Of all the challenges patients will face when seeking the antiviral treatments, the lack of access to efficient testing is by far the largest.

“I have worries about how impactful [the antivirals] will be, given the fragmentation in our health care system and lack of access to care — and lack of access to testing,” Gaffney said. “Clearly our testing infrastructure is not where it needs to be, particularly for disadvantaged people.”

That puts the U.S. at odds with other high-income countries, like the United Kingdom, where the government is shipping rapid Covid-19 tests for free to anybody who asks.

And even for people who do have access to testing, some PCR diagnostics need to be shipped to a lab that won’t return a result for 24 hours, at least.

“Antivirals like these need ‘companion’ diagnostics,” said Amesh Adalja, a doctor and infectious diseases researcher at the Johns Hopkins School of Public Health. “The tests we have today and throughout the pandemic have not been companions, but more like Cabbage Patch dolls that you have to work hard, stand in lines, and drive all over town to find.”

The Biden administration has already sought to scale up testing availability, announcing a recent $650 million investment in scaling up the manufacturing of rapid tests.

For some populations, though, testing won’t be as much of an obstacle.

Gounder suggested that some immunocompromised people, for instance, should be prescribed the antivirals preemptively, if they’re exposed to Covid but haven’t tested positive — eliminating a potentially burdensome step.

Nursing homes and long-term care facilities, too, might be uniquely equipped to execute the entire four-step process from start to finish: recognizing symptoms, administering a test, prescribing the drugs, and administering them.

Ideally, though, people who live outside congregate settings would be able to access the same level of service at retail pharmacies. Other fixes, Gounder suggested, could include issuing a “standing order” for the drugs — essentially, allowing an entire city or state’s population to receive the drugs without a prescription.

“It has to be one-stop shopping,” Gounder said. “There can’t be multiple steps to all of it. There might be a few different such pathways: One might be that you walk into your local drugstore, which I think for a lot of people is the most likely.”

The Biden administration has already moved to make that a reality, anticipating that the Food and Drug Administration will likely authorize the drugs for emergency use. In a little-noticed regulatory move, the Department of Health and Human Services announced on Sept. 14 that pharmacists can prescribe, dispense, and administer Covid-19 therapeutics.

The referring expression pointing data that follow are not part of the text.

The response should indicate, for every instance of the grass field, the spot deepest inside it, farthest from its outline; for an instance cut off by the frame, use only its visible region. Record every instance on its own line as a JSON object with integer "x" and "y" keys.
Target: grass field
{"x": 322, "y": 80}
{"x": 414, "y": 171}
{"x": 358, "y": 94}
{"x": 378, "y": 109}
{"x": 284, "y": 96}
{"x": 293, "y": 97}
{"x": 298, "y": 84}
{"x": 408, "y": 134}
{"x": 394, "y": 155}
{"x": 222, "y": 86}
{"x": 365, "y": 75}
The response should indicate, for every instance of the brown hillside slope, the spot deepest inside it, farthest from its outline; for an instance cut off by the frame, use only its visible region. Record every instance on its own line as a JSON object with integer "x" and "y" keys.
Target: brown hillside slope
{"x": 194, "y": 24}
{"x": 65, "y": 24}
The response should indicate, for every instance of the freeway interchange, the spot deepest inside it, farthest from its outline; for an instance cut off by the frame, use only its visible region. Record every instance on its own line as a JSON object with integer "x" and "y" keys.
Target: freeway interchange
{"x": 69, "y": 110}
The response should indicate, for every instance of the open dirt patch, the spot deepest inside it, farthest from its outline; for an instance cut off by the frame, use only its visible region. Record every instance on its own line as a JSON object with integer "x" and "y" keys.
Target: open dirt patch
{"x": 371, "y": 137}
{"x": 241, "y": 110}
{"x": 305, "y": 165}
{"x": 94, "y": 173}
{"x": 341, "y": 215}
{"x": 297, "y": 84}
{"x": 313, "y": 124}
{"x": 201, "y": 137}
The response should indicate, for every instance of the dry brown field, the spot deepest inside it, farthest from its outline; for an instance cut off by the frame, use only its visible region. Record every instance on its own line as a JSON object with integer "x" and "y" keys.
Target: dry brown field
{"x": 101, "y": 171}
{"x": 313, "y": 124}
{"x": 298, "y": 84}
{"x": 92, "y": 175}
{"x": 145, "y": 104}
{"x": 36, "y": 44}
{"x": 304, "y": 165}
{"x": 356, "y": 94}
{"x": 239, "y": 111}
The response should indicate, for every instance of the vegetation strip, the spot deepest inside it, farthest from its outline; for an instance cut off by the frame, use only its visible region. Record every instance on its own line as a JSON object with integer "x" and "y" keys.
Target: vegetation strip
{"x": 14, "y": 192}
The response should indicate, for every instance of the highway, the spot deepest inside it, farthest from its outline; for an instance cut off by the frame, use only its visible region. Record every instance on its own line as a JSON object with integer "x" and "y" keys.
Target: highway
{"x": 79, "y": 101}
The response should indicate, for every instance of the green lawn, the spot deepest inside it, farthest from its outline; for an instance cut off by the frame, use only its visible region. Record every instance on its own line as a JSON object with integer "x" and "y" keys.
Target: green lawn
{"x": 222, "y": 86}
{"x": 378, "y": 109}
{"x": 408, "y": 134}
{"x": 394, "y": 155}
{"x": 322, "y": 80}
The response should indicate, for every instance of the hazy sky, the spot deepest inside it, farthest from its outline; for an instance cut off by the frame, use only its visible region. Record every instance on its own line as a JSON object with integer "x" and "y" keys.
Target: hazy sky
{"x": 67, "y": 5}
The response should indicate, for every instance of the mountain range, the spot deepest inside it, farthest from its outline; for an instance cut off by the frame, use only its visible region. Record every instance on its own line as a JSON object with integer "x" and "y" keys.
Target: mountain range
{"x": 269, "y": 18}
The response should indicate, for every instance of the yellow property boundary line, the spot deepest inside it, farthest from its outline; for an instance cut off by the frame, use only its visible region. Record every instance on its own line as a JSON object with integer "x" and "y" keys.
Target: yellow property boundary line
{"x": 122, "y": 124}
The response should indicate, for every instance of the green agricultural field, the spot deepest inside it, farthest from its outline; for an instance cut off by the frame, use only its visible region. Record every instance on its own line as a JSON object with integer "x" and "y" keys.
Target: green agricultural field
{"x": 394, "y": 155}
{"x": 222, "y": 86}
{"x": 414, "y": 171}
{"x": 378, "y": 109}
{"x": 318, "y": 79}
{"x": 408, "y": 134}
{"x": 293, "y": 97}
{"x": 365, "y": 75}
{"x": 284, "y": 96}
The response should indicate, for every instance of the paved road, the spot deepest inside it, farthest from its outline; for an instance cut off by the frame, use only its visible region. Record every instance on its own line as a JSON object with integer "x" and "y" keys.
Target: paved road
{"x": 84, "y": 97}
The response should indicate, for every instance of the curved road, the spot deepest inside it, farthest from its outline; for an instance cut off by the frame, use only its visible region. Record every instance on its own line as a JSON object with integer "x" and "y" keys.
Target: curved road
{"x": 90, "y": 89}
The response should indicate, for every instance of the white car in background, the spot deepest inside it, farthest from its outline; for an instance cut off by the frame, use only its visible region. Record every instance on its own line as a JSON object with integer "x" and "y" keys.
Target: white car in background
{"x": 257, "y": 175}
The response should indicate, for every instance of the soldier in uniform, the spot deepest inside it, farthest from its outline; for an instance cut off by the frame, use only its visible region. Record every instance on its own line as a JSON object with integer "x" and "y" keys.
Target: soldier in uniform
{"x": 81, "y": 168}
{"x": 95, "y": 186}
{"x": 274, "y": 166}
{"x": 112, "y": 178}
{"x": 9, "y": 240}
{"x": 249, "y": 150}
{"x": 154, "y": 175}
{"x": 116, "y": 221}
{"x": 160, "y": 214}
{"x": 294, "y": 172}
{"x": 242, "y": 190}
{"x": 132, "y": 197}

An FDA advisory committee will meet on Nov. 30 to discuss the antiviral developed by Merck and Ridgeback Therapeutics, which could trigger an emergency authorization soon afterward. Pfizer formally requested an emergency authorization for its drug last week, but the agency hasn’t yet scheduled a hearing date.

Even though regulators haven’t authorized or approved either drug, the White House has aggressively sought to guarantee its future supply.

This month, the White House announced it had acquired 10 million treatment courses of Pfizer’s antiviral, for $5.3 billion. Earlier this year, the administration announced it had paid $1.2 billion for 1.7 million five-day courses of the drug developed by Merck and Ridgeback Therapeutics. Both deals are contingent on FDA authorization.

“This promising treatment could help accelerate our path out of this pandemic by offering another life-saving tool for people who get sick with Covid-19,” health secretary Xavier Becerra said last week in a statement announcing the Pfizer acquisition.

The administration’s move does solve one early concern about broad access to antivirals: Since the federal government has purchased them in advance, they’ll largely be free to patients, similar to Covid-19 vaccines.

Still, experts cautioned that while the antivirals, at best, are a valuable tool in the country’s Covid-fighting arsenal, they’re no cure-all.

“It’s unlikely,” Gaffney said, “that these drugs are going to be the silver bullet that ends this pandemic.”